12/04/2016 by Siddiqui Fayesal
He was walking at an easy pace. A pace that he had empirically proven signified a lazy stroll, a pace that reflected an unburdened heart and mind. He didn’t want people to know that he was in a hurry to reach somewhere.
His clothes were an odd combination of working pants and an un-tucked buttoned up shirt with full cuffed sleeves. On his feet he wore a sort of Greek sandal without the lengthy twine. It was a shorter version of it; these were closely cropped laces that snaked itself over his ankles and hid themselves under his pants. Nobody knew how high they went.

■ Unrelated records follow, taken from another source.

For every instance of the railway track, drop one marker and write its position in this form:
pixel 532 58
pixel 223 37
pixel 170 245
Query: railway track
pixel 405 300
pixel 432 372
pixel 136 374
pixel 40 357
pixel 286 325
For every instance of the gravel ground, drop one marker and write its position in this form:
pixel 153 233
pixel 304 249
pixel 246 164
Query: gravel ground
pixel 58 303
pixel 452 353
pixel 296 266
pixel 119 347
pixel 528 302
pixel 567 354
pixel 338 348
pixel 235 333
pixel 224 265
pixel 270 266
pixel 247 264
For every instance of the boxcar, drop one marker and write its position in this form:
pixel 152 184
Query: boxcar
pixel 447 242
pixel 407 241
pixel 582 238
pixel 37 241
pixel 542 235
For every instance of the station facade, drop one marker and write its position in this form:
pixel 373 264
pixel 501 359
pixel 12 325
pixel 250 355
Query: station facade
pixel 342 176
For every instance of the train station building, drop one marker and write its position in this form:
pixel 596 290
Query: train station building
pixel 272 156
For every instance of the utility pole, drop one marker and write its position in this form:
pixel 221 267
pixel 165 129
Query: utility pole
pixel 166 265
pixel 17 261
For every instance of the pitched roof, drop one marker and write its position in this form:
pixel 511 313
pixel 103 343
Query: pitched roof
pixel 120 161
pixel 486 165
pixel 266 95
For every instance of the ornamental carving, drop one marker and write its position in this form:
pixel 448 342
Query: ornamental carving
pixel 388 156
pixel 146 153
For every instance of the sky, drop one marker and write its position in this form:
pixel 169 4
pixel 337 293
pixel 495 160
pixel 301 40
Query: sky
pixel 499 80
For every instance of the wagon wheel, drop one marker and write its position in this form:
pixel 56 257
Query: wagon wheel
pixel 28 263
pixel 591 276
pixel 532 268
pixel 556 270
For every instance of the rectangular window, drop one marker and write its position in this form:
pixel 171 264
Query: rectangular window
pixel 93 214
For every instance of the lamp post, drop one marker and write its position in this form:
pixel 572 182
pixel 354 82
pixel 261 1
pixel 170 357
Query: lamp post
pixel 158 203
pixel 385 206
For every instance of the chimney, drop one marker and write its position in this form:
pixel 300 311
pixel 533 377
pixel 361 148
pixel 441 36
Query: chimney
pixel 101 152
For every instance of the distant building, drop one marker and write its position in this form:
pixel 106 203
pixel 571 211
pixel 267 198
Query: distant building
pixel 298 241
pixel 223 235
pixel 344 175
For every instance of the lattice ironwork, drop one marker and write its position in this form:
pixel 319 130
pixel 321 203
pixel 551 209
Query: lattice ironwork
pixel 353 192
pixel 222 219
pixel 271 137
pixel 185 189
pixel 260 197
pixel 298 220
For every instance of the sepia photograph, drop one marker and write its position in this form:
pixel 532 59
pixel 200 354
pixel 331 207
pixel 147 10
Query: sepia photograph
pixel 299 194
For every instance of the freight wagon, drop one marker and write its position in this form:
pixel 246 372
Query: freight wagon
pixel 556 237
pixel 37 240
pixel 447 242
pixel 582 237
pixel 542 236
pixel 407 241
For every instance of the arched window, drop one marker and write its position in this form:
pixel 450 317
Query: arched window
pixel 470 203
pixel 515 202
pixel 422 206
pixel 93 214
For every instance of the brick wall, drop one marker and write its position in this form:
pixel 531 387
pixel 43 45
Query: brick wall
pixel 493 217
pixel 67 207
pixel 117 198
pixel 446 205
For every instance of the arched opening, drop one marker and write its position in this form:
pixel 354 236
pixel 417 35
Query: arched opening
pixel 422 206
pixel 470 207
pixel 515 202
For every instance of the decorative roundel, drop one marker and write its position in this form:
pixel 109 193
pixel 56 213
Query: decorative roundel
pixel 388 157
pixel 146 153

They here hidden by the pants.
If the dozens of men and women weren’t singularly paying attention to their respective cell phones, music players or tablet computers they would’ve found intense pleasure seeing a guy dressed in so overtly a fashion.
They would’ve clicked selfies with him. They would’ve ‘lol’ed him.
How he despised these people. He hated them
But, he also knew that ‘laugh aloud’ was a term usually used for something funny. He knew he wasn’t funny. He had tried hard to maintain that effect of ludicrousness and just-ran-away-from-the-asylum look. People would definitely laugh at him, but in their private moments in their toilets where there would be zero possibility of him hacking them to slices.
He spat his anger away. Maybe it was his anger that was making him think of so clear and graphic an arc of a thought process.
His face wasn’t scary though.
He had a month old stubble which was thick enough and lengthy enough to be called a beard. He had once argued with an acquaintance (he had no friend) that beyond 7 days was the ideal time when a stubble matured in a beard. He had won the argument solely based on his skill of putting his point across with such single minded vengeance and passion that his opponent never bothered to rebut.
He walked at the same slow pace. Only his face, bearded and pockmarked, radiated a simmering anger to evidence ay emotion to his slouching figure. He had his hands shoved deep down in his pockets within which they were tightly clenched.
Anyone who’d see him could only tell two things about him. One, he was oddly dressed. Two, he was just another lout walking around the city looking for his daily fix.
After walking for almost 20 minutes he reached the railway station. Anyone observing him might have assumed that the station would be a lout’s perfect destination.
They would’ve been very very wrong.
He picked his way through the crowd and beyond the ticket window. He crossed over the bridge and got off on the other side of the tracks. He sat on one of those stone benches and sat staring at the parallel railway sidings.
As I sat besides him he didn’t even flinch. He didn’t even flick his eyes towards me to acknowledge the presence of a fellow human being.
I had warned him about this very thing.
“You don’t learn, do you, Khurshid,” I mumbled, careful to not look towards him either.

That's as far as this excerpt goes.